Dear Gerrit,
thanks for your accurate observations.
text()[. contains text 'CO'] takes approx. 5 seconds and returns approx. 900 results. A query for *[. contains text 'CO'] takes 27 seconds (and returns 1600 results).
Yes, we are aware of this phenomena – and, as far as I can judge, this query will always be expensive, both for BaseX and other implementations: If you use the asterisk-dot combination, all subnodes of all document elements will be completely materialized and then checked for the full text terms. This will be most expensive for the root node (…the complete document is atomized for this one).
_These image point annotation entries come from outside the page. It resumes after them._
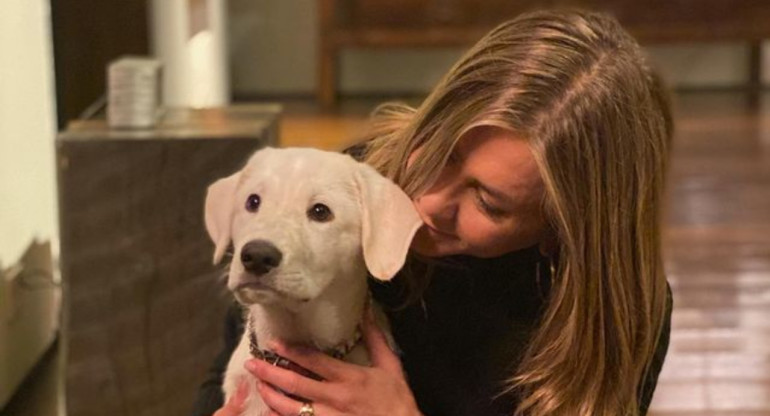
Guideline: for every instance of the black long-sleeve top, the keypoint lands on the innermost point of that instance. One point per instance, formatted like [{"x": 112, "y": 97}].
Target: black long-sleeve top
[{"x": 462, "y": 340}]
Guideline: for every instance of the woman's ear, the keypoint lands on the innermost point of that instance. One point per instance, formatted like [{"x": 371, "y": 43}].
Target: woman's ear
[
  {"x": 220, "y": 200},
  {"x": 388, "y": 223}
]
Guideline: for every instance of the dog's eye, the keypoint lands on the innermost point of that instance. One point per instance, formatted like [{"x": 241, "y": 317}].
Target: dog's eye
[
  {"x": 320, "y": 213},
  {"x": 252, "y": 203}
]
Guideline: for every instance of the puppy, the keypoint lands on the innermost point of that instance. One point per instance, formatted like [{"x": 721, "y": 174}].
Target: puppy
[{"x": 305, "y": 226}]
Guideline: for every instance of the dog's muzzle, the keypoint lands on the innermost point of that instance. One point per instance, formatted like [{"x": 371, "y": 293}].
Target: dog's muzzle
[{"x": 260, "y": 256}]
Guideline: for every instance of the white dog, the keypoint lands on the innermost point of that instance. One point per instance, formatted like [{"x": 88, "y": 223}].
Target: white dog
[{"x": 305, "y": 226}]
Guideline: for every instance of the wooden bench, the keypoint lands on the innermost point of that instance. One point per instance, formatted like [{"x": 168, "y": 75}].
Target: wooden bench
[{"x": 348, "y": 24}]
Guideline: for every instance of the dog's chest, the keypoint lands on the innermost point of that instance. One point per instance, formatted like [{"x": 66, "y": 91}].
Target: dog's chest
[{"x": 236, "y": 372}]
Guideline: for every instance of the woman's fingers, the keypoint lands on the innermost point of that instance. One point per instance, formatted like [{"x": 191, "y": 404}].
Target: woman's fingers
[
  {"x": 379, "y": 349},
  {"x": 234, "y": 405},
  {"x": 282, "y": 404}
]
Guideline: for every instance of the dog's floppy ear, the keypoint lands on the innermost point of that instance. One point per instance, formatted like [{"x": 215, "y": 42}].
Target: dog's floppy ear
[
  {"x": 219, "y": 213},
  {"x": 388, "y": 223}
]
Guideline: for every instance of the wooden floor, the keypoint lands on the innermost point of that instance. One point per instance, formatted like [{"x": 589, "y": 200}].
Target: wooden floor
[{"x": 717, "y": 247}]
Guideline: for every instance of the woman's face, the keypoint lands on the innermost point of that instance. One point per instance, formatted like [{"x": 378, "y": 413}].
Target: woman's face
[{"x": 487, "y": 200}]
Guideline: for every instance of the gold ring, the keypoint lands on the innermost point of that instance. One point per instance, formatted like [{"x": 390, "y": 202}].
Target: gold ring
[{"x": 306, "y": 410}]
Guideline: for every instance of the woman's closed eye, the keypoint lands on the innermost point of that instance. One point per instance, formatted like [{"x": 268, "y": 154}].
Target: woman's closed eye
[{"x": 490, "y": 209}]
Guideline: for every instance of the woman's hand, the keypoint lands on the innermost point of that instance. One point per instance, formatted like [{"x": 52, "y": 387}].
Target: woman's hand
[
  {"x": 348, "y": 389},
  {"x": 234, "y": 406}
]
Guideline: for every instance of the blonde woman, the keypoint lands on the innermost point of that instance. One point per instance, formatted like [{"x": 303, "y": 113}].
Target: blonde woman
[{"x": 536, "y": 287}]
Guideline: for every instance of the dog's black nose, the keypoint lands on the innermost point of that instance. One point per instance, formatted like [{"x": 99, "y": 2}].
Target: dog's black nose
[{"x": 260, "y": 256}]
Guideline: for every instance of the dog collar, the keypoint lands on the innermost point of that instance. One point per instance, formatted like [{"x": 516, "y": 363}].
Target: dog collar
[{"x": 338, "y": 352}]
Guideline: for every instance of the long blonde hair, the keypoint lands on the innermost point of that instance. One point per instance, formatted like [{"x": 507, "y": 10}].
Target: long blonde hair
[{"x": 577, "y": 86}]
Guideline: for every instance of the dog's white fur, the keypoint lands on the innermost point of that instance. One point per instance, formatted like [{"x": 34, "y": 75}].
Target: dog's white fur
[{"x": 317, "y": 295}]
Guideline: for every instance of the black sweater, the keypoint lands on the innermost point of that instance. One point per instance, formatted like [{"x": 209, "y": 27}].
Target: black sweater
[{"x": 461, "y": 341}]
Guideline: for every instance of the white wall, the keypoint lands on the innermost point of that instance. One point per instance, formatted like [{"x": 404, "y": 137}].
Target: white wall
[
  {"x": 27, "y": 127},
  {"x": 273, "y": 51}
]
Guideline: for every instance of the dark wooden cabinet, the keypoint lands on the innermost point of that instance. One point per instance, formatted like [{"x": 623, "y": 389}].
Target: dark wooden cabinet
[
  {"x": 429, "y": 23},
  {"x": 143, "y": 306}
]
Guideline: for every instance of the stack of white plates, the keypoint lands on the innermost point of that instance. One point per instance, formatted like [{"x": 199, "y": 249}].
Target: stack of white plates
[{"x": 133, "y": 89}]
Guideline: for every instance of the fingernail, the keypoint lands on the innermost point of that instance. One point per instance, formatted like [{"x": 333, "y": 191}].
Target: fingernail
[{"x": 243, "y": 388}]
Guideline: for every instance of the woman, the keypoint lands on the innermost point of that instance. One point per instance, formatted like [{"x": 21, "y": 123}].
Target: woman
[{"x": 538, "y": 165}]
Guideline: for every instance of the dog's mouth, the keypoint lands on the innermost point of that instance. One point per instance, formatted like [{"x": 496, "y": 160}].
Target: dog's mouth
[{"x": 262, "y": 291}]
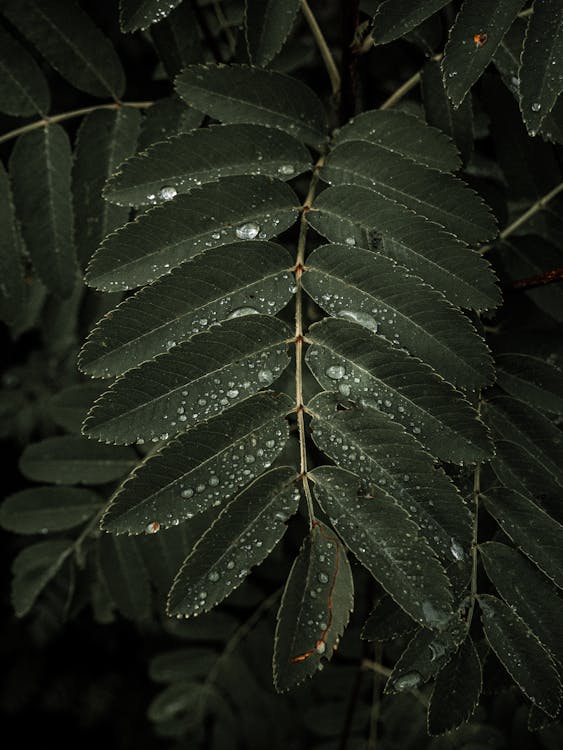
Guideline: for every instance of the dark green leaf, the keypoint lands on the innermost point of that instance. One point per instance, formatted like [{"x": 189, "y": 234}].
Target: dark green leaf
[
  {"x": 23, "y": 88},
  {"x": 542, "y": 58},
  {"x": 67, "y": 38},
  {"x": 456, "y": 691},
  {"x": 239, "y": 93},
  {"x": 40, "y": 167},
  {"x": 105, "y": 139},
  {"x": 379, "y": 452},
  {"x": 436, "y": 196},
  {"x": 522, "y": 655},
  {"x": 372, "y": 291},
  {"x": 216, "y": 214},
  {"x": 75, "y": 460},
  {"x": 398, "y": 385},
  {"x": 267, "y": 24},
  {"x": 203, "y": 468},
  {"x": 206, "y": 155},
  {"x": 194, "y": 381},
  {"x": 226, "y": 282},
  {"x": 531, "y": 529},
  {"x": 358, "y": 216},
  {"x": 34, "y": 567},
  {"x": 243, "y": 535},
  {"x": 387, "y": 542},
  {"x": 45, "y": 509},
  {"x": 527, "y": 592},
  {"x": 315, "y": 608}
]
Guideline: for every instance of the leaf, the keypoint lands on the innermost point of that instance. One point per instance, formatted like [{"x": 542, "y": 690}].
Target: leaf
[
  {"x": 23, "y": 87},
  {"x": 531, "y": 529},
  {"x": 531, "y": 380},
  {"x": 388, "y": 544},
  {"x": 243, "y": 535},
  {"x": 40, "y": 166},
  {"x": 168, "y": 235},
  {"x": 439, "y": 111},
  {"x": 227, "y": 282},
  {"x": 527, "y": 593},
  {"x": 379, "y": 452},
  {"x": 196, "y": 380},
  {"x": 202, "y": 468},
  {"x": 542, "y": 58},
  {"x": 125, "y": 575},
  {"x": 239, "y": 93},
  {"x": 315, "y": 608},
  {"x": 206, "y": 155},
  {"x": 397, "y": 385},
  {"x": 521, "y": 654},
  {"x": 267, "y": 26},
  {"x": 105, "y": 138},
  {"x": 45, "y": 509},
  {"x": 12, "y": 284},
  {"x": 456, "y": 691},
  {"x": 33, "y": 568},
  {"x": 403, "y": 134},
  {"x": 371, "y": 290},
  {"x": 74, "y": 460},
  {"x": 140, "y": 14},
  {"x": 394, "y": 18},
  {"x": 355, "y": 215},
  {"x": 437, "y": 196}
]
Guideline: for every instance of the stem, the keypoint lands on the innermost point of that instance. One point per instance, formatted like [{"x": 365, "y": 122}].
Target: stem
[
  {"x": 413, "y": 81},
  {"x": 326, "y": 54},
  {"x": 68, "y": 116}
]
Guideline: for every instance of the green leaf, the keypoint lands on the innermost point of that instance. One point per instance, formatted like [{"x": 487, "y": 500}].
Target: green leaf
[
  {"x": 404, "y": 134},
  {"x": 372, "y": 291},
  {"x": 12, "y": 285},
  {"x": 23, "y": 87},
  {"x": 465, "y": 60},
  {"x": 125, "y": 575},
  {"x": 170, "y": 234},
  {"x": 387, "y": 543},
  {"x": 74, "y": 460},
  {"x": 45, "y": 509},
  {"x": 521, "y": 654},
  {"x": 531, "y": 380},
  {"x": 202, "y": 468},
  {"x": 33, "y": 568},
  {"x": 105, "y": 138},
  {"x": 267, "y": 25},
  {"x": 140, "y": 14},
  {"x": 356, "y": 215},
  {"x": 456, "y": 691},
  {"x": 315, "y": 608},
  {"x": 227, "y": 282},
  {"x": 239, "y": 93},
  {"x": 527, "y": 593},
  {"x": 40, "y": 166},
  {"x": 379, "y": 452},
  {"x": 542, "y": 58},
  {"x": 437, "y": 196},
  {"x": 206, "y": 155},
  {"x": 398, "y": 385},
  {"x": 439, "y": 111},
  {"x": 243, "y": 535},
  {"x": 70, "y": 42},
  {"x": 196, "y": 380},
  {"x": 394, "y": 18},
  {"x": 531, "y": 529}
]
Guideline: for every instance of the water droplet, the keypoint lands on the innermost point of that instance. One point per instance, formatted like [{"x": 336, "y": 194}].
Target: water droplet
[
  {"x": 247, "y": 231},
  {"x": 167, "y": 193}
]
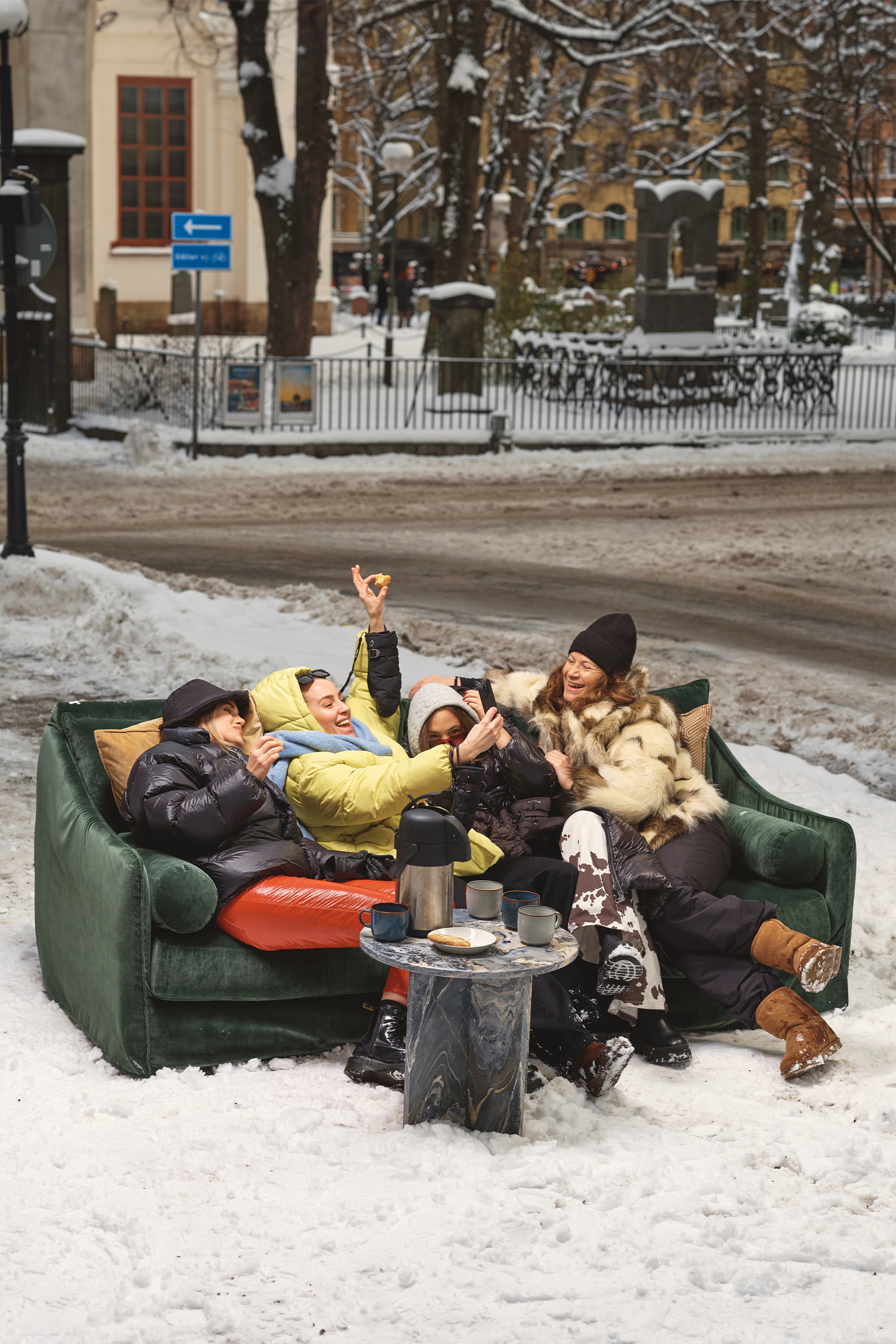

A simple optimization is to include a [text()] predicate to only test elements that have at least one text node as child. This might represent a simple solution for your second line of thought (although it's somewhat simpler than your proposed solution):
//*[text()][. contains text 'CO']
To get interactive query times – which is probably what you need for larger XML instances – you will need to formulate queries that benefit from the full text index.
//*[text() contains text 'CO']
Indeed, as you observed, these types of queries do not span element boundaries. We have developed some first ideas on how your original query…
//*[. contains text 'CO']
…could be generalized and optimized for index access, but I guess that a clean implementation would take quite some time and more consideration.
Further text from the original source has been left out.